I’ve been blogging for a long time about the Minority Feisty, a term describing the current state of the fantasy world and the real one: strong females are allowed to exist, but only in a limited way. Today, if you see a movie for children, most feature a male protagonist, while females, who are, in fact, half of the kid population, are presented as if they were a minority. Within that minority, there will be a strong female or two who reviewers will invariably call “feisty.” I call these characters the “Minority Feisty.” “Frozen” is one of 4 movies for children in 2013 with a female protagonist, while 21 feature a male protagonist. And still, in our feminist movie, we have the animator say how hard it was for him to make two females and they look like this? I know they’re sisters, but come on.

So here’s a few more questions I have: Why are we conditioning a new generation of kids to accept the rule of the Minority Feisty? Why is the fantasy world, where anything is possible, so sexist?

And how many of our kids have seen images like this one?

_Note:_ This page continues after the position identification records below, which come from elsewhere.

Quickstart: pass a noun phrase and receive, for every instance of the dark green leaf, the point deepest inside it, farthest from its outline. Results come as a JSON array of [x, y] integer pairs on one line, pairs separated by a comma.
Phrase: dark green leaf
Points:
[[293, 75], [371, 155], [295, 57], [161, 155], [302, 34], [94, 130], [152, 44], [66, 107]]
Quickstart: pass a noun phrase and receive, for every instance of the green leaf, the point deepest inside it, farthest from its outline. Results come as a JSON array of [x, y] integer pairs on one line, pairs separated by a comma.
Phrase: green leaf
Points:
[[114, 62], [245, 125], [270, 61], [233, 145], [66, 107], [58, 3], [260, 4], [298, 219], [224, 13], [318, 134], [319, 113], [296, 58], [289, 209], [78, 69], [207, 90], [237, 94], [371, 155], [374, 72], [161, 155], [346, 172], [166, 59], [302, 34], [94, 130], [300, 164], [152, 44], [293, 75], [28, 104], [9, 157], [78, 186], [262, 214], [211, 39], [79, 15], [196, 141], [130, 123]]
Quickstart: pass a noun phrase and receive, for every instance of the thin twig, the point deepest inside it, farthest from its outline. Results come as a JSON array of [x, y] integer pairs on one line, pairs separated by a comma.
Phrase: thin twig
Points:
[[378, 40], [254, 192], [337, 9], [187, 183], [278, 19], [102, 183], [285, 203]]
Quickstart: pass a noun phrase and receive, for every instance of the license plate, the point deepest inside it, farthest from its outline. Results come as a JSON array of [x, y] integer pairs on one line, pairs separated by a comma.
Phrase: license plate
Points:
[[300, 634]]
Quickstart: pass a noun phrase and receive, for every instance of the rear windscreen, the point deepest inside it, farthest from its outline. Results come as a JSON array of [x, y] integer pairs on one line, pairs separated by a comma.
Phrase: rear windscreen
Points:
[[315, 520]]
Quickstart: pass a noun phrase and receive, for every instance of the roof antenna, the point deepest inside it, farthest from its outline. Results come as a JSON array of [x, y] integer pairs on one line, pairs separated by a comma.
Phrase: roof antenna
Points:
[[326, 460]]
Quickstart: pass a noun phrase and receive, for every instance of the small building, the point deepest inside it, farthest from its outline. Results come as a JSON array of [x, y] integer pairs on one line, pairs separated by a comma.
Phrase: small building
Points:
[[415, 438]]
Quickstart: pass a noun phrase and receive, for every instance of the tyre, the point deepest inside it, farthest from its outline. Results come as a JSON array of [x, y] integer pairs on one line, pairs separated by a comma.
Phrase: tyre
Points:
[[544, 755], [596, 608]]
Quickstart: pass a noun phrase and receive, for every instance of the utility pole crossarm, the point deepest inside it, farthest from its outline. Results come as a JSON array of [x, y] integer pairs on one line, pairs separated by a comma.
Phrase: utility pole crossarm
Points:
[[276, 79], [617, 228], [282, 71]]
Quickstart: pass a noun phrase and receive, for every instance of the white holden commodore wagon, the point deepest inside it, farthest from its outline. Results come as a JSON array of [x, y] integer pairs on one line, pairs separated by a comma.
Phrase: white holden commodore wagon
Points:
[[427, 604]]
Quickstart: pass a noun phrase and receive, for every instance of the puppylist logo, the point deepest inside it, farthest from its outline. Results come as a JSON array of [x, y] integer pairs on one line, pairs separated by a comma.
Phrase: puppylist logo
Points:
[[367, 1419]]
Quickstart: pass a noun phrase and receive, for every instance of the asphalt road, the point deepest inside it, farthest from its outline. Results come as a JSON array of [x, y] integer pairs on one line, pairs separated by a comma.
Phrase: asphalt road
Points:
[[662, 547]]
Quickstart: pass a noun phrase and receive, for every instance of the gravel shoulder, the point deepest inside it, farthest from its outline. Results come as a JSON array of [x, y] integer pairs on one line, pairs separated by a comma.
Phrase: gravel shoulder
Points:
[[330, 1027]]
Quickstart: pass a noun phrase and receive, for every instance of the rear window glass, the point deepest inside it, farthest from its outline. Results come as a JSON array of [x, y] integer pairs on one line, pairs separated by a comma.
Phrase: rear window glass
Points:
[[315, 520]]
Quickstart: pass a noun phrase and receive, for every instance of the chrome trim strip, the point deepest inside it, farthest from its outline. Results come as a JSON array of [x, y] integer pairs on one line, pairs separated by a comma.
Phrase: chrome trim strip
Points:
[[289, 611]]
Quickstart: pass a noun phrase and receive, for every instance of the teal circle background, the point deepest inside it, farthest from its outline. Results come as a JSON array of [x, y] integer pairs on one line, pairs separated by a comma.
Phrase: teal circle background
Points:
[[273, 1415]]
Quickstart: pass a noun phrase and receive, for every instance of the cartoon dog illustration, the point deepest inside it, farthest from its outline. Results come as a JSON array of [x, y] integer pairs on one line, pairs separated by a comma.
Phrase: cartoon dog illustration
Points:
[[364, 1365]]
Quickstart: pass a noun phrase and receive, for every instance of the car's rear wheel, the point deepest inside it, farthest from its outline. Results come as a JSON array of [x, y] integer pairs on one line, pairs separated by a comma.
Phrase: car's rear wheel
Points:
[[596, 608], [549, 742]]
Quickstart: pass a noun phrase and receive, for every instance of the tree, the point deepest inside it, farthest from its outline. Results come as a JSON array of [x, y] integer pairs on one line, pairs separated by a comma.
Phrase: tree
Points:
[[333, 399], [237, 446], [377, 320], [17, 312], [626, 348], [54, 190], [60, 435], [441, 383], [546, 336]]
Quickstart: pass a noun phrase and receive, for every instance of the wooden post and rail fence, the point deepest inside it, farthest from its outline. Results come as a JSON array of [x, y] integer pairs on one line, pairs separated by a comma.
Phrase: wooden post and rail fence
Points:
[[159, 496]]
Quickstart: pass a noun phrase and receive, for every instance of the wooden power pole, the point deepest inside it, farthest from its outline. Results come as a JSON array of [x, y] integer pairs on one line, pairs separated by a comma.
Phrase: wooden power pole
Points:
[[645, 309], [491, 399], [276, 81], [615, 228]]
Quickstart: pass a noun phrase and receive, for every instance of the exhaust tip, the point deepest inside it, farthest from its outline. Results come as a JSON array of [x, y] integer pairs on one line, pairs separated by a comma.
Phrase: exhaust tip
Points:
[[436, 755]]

Check that out: four powerful women pictured together and their facial features are different. From In This Together Media:

was unveiled today at the National Portrait Gallery in Washington, D.C.. Painted by Nelson Shanks, the portrait depicts the four female Supreme Court Justices, Justices Sonia Sotomayor, Elena Kagan, Sandra Day O’Connor, and Ruth Bader Ginsburg. The painting was commissioned to show young women what is possible.


If our children grew up surrounded by images like this, how do you think it would affect who they are and become, how they perceive themselves and each other?